Bajo el testimonio del Primer Magistrado, la Nación sabe que no será defraudada, porque lo acredita el rendimiento de los últimos años. Sea éste, que hoy se inicia con augurios propicios, más fecundo que los anteriores; lo sea, por la mayor conciencia cívica del conglomerado politécnico, por su máximo empeño para el cabal aprovechamiento de tiempo, recursos y capacidades; lo sea, por su ferviente, iluminada fe en México y en los destinos que la esperanza de México le encomienda. El Instituto Politécnico Nacional es alto fideicomisario del pueblo de México.

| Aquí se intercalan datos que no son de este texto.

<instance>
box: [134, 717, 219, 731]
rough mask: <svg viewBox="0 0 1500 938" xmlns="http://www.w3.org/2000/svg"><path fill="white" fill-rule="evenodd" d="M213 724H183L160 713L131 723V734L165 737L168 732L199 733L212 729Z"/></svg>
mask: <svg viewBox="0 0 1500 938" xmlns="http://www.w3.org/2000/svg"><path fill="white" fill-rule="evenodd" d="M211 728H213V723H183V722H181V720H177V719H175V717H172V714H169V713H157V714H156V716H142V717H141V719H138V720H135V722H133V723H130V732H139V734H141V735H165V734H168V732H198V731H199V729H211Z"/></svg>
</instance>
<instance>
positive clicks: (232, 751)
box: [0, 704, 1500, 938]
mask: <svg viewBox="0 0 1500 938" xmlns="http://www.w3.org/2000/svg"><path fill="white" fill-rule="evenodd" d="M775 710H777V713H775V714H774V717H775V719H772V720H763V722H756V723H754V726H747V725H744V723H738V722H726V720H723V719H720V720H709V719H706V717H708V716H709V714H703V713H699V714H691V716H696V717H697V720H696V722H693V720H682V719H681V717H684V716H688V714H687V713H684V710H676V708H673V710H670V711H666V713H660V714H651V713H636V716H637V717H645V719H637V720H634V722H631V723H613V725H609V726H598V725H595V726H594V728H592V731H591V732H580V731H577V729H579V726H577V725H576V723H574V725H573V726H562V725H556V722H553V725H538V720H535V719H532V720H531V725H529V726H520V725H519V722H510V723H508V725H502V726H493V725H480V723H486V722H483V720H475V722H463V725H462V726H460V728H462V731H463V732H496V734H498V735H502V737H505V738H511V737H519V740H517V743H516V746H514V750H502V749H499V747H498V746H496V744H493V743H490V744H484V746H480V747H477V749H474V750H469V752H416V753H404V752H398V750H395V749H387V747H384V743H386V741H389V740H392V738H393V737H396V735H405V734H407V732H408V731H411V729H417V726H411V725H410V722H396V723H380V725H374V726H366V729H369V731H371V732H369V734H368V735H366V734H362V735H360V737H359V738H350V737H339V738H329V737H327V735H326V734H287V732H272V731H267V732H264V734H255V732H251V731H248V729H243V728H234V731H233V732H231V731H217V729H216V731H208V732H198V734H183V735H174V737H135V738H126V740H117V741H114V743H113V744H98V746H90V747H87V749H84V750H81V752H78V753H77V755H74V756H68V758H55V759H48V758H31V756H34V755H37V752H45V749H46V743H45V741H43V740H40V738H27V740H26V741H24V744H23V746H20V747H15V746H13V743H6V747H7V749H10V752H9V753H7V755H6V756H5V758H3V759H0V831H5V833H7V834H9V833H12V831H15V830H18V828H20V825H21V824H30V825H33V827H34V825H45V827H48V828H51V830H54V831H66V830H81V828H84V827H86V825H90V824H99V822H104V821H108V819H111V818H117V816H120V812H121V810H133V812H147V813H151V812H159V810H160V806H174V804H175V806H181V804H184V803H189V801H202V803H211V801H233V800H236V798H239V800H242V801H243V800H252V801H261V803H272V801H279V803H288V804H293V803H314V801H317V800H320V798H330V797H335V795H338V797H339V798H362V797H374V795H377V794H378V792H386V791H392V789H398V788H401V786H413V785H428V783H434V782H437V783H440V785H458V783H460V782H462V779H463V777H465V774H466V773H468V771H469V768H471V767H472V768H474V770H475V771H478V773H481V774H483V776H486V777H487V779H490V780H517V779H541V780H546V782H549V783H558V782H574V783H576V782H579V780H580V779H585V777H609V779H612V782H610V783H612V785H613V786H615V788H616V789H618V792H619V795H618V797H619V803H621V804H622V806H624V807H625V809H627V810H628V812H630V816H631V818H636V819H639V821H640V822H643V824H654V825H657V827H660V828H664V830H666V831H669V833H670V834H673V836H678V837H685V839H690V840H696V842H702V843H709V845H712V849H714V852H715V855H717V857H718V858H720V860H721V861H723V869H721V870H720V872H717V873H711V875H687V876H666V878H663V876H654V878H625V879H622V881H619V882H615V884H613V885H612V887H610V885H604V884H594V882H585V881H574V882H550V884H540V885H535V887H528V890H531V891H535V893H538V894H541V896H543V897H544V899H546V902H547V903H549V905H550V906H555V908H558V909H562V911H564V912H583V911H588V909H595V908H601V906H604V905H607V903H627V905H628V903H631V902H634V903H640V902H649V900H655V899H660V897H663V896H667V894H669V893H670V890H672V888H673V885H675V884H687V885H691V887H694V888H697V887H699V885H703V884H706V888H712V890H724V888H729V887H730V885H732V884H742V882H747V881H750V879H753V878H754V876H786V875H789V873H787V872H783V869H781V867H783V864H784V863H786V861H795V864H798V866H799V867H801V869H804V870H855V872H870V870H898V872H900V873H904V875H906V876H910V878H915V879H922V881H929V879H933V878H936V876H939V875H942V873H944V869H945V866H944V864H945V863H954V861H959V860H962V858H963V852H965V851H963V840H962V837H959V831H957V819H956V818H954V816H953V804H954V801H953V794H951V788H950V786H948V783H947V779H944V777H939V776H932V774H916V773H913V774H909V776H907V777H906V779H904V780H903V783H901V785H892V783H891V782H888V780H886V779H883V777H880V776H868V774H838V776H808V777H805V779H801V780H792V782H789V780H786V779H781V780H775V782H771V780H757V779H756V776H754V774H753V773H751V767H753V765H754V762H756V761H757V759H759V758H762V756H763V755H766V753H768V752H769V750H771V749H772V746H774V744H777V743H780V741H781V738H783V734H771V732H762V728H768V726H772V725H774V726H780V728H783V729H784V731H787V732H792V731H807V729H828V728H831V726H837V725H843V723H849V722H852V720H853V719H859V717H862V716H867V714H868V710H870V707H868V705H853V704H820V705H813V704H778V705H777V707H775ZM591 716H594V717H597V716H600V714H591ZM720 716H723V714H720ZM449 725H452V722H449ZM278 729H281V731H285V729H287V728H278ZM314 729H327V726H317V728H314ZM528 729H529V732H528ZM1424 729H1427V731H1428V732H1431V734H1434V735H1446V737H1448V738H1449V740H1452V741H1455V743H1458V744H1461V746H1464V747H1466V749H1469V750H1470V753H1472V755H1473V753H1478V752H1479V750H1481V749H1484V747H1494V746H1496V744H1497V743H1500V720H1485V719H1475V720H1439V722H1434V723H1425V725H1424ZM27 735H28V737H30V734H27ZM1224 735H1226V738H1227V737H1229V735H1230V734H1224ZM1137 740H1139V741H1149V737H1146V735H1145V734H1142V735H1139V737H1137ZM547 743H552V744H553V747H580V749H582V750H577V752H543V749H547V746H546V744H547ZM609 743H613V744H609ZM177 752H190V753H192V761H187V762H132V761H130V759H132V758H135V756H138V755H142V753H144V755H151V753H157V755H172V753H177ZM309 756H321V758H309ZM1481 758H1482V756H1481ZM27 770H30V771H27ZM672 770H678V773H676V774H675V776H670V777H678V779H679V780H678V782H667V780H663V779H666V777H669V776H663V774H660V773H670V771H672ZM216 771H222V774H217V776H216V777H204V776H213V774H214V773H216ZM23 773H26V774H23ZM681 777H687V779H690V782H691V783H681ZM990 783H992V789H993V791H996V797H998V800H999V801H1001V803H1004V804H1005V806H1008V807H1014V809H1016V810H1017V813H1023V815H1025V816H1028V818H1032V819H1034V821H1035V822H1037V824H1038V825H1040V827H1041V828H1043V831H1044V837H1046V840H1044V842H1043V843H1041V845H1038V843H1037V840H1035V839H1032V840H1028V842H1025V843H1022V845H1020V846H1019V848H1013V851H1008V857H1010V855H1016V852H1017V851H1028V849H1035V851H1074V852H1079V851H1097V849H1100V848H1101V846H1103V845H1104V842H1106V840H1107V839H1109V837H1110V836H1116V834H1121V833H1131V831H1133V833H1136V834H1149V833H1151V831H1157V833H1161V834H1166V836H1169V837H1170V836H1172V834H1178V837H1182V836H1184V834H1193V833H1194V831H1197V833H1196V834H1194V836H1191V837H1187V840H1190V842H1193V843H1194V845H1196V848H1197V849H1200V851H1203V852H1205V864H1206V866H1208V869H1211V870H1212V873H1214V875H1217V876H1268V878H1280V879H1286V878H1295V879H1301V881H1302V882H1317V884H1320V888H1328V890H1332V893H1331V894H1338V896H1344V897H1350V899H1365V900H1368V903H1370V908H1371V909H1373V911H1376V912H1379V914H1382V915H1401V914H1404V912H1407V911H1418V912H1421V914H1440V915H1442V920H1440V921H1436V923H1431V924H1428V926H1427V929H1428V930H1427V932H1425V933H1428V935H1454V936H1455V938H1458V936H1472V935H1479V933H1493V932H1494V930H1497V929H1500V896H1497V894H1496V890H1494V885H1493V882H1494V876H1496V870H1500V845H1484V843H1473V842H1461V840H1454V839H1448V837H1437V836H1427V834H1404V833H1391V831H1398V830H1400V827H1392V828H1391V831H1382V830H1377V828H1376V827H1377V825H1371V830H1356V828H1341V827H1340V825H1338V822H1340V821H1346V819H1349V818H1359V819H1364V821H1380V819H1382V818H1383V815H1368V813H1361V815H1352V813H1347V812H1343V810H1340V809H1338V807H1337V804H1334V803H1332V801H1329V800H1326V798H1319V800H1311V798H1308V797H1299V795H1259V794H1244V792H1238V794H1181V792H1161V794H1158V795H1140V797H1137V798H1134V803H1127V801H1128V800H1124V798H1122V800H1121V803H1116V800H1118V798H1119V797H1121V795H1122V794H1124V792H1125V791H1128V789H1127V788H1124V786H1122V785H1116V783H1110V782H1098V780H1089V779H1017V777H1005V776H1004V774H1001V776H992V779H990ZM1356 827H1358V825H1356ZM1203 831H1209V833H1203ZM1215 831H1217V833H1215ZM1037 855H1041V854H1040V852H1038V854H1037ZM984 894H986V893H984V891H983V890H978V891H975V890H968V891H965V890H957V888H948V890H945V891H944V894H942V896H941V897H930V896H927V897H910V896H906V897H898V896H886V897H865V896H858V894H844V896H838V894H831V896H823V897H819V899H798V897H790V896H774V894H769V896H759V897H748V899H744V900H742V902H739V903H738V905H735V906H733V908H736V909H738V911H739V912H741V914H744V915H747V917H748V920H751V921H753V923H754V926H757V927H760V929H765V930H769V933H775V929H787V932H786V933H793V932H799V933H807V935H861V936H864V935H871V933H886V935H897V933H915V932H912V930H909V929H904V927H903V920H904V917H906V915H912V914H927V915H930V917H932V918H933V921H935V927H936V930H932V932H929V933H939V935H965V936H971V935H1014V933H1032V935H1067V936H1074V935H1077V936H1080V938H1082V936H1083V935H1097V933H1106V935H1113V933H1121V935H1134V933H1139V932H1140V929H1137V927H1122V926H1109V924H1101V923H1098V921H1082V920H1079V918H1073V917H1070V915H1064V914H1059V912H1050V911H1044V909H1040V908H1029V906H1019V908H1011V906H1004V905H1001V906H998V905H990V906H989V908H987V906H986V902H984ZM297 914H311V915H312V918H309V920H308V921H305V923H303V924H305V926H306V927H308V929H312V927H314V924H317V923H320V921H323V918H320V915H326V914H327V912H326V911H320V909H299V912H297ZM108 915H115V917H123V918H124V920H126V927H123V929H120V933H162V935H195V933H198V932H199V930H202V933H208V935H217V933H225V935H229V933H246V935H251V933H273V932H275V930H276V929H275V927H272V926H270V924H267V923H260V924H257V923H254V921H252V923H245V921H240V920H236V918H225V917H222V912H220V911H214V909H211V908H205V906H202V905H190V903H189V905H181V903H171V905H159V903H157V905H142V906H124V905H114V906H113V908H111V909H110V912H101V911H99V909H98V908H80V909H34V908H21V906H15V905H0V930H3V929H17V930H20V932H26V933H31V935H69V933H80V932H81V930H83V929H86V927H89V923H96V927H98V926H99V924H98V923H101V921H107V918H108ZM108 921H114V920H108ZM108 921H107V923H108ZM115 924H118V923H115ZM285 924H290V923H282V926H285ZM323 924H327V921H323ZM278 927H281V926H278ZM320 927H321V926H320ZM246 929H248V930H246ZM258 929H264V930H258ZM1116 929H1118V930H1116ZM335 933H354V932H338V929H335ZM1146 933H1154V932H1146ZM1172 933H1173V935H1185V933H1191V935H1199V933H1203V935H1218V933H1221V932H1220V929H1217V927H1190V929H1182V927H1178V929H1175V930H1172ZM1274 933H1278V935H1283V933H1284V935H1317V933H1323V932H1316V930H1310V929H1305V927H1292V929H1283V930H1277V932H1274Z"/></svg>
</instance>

Quiero aún retener brevemente la atención para saludar a los maestros y doctores que reciben hoy su grado. Conozco el precio de sacrificios y esfuerzos pagado a este fin por algunos de ellos a quienes trato amistosamente; sin duda es el caso de todos, pues en todos implica igual afán, a costa de satisfacciones y bienes que el ejercicio profesional pudo depararles de inmediato; prefirieron la privación al disfrute, movidos por el acicate de superarse para servir mejor. Con ello erigen su ejemplo en cátedra para las generaciones que los siguen. De otra parte, maestrías y doctorados evidencian los superiores niveles científicos a que se ha encumbrado el Instituto.
Los aplausos que hoy tributamos a los postgraduados repercutan en el corazón de cada uno de los alumnos, para acometer con entusiasmo y tenacidad las tareas del nuevo año escolar, por cuya exuberancia formulamos ardientes, patrióticos votos.
Tomado de Yáñez, A. (1966). Discursos al servicio de la educación pública. Secretaría de Educación Pública.